ON THE AUTOMATED DETECTION OF MARGINAL PLAGIARISM IN WEB-BASED STUDENT ASSIGNMENTS
There are many benefits stemming from the usage of New Technologies in Higher Education. Among them, web-based assignments can provide a large degree of flexibility to the students at the time of organizing their work, since they can access the host application from any location at any time. An ideal learning set-up is obtained when web-based assignments and virtual labs are combined in a single platform . Some other remarkable advantages are provided by this type of e-learning systems: the use of logs to the web application permits to track the activity of the students in high detail and, also, no paper waste is generated in the evaluation procedure that can be performed on-line.

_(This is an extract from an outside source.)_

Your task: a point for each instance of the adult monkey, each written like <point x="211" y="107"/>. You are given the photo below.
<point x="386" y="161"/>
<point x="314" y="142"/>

In this presentation, we focus on a particular feature of web-based student assignments: the automated detection of partial plagiarism among the students. It happens that, for very specific tasks, the students may share their work material among them or use the results from students having taken the course in previous years. Since all the information regarding the work presented by the students is kept in electronic format, we have an ideal testbed for the essay of information processing techniques in the detection of this mild unethical behaviour. We have found that this undesirable conduct is, in fact, largely limited to very specific parts of the subject under test and, most importantly, the proposed procedure permits to identify those parts of the syllabus where the students find a higher difficulty level which, in turn, allows to undertake the necessary actions in order to improve the learning performance.
We present a detailed account of a experience based on a web-based laboratory  where a marginal plagiarism detection scheme is implemented based on both the Levenshtein Distance  and the Kolmogorov Complexity based Information Distance  distances. The correct operation of the system requires a careful setting of the distance normalizations and the thresholds for automated functioning. The evaluation system implemented enables the accurate identification of the specific offending cases, to trace all the relations existing for all the cases and, most importantly, to spot those aspects of the subject that may be particularly difficult for the students.
. P. Chamorro-Posada, “Web-based computer lab for teaching dispersion managed solitons,” Research, Reflections and Innovations in Integrating ICT in Education pp. 1498-1502 (2009).
. V. Levenshtein, “Binary codes capable of correcting spurious insertions and deletions of ones”, Probl. Inf. Transmission 1, 8–17 (1965).
. Ming Li and Paul Vitanyi, An Introduction to Kolmogorov Complexity and Its Applications, Third Edition, Springer Verlag (2008).